Hell...there are at least a couple songs on the list are that worse than "That's All."
If "by a couple", you mean "none", I agree wholeheartedly.
To be fair, it's my opinion only, but it just rubs me the wrong way (and by the way, I LOVE the album it's on).
What does the word "snub" mean? I'm really asking.
When Stadler wrote that Phill Collins "and Robert Fripp are the two largest snubs in the RnRHoF right now," he is pointing out that neither of them are in the RNRHOF, and he believes that is unreasonable/unfair/unjust. To say they have been "snubbed" is to say that they have been unjustly excluded. For what my opinion is worth, I can't see why Fripp would get in, except as a member of King Crimson. As for Collins, he's at least as deserving as any number of folks who have been inducted, but the RRHOF is a joke that includes innumerable inductees who never played a note of "rock and roll (e.g., Linda Ronstadt, Laura Nyro, NWA, etc.), so if you take precedent into account, then I suppose Collins should get in. On the other hand, if you don't take precedent into account, then I would not agree that Collins belongs in.

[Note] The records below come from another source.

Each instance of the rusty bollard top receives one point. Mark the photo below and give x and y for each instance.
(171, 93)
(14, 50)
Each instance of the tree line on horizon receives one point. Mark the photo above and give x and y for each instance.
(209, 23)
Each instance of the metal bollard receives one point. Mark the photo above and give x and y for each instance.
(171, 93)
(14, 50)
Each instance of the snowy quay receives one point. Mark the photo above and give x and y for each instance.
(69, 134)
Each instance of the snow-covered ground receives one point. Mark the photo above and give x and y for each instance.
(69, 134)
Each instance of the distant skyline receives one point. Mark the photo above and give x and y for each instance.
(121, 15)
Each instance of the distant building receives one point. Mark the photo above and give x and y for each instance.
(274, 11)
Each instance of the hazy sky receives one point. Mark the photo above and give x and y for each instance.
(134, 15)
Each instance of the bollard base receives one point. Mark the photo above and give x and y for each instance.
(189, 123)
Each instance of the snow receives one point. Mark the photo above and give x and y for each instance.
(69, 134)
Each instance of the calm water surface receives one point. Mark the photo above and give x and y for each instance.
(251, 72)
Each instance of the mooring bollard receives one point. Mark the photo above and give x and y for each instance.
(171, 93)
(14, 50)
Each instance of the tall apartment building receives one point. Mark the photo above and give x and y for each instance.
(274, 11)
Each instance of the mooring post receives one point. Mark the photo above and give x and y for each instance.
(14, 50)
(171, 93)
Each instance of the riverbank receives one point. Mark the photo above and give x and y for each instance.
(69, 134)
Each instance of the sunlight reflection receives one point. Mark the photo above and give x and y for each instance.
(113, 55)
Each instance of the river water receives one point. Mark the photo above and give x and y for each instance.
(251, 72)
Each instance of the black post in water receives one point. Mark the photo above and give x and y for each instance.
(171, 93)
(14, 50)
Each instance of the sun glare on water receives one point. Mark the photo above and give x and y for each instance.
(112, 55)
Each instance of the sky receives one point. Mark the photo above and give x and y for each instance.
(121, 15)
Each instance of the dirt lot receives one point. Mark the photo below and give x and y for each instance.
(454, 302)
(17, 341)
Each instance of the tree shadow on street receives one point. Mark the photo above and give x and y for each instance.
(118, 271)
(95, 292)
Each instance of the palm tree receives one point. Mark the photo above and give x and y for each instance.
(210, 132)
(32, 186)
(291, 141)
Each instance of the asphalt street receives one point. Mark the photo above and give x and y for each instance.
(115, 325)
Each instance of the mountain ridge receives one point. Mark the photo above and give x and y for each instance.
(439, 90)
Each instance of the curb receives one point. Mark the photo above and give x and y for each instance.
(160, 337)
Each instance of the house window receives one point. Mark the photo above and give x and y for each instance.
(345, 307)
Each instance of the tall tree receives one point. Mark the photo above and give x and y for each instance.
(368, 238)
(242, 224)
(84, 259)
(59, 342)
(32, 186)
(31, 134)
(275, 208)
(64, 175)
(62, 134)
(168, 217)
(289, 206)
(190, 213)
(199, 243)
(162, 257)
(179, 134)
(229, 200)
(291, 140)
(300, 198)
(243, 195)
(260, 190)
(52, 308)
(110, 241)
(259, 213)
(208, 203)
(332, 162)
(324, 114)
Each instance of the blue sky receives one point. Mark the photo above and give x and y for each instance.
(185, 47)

I think Fripp should be in because he's every bit the innovator and transcendent musician that the Hall ordinarily loves, ala Lou Reed. He almost single-handedly created a genre, and while that genre is despised by the Hall generally, he's got the sort of integrity that the Hall claims to look for. He's got the idiosyncracy of a Neil Young or a Peter Gabriel (with whom he's worked numerous times), which the Hall loves. Those guys are supposed to be the smartest, most knowledgeable of musical critics, and if they are, Fripp is everything they should be embracing. And yet...
As for Phil, he's one of only three artists to sell more than 100 million records as BOTH a solo artist and a member of a group, so his bona fides are set. He's played with everyone from Led Zeppelin to Jethro Tull to Sting to Peter Gabriel to... it's just a snub based on pettiness and personality than anything tangible.
As for his "1985", well, that's around the time he just got overexposed. The Live Aid thing, the acting thing, the hits thing (he started to make a name for the cheesy ballad, ala "One More Night", when that is perhaps the least indicative song on the record).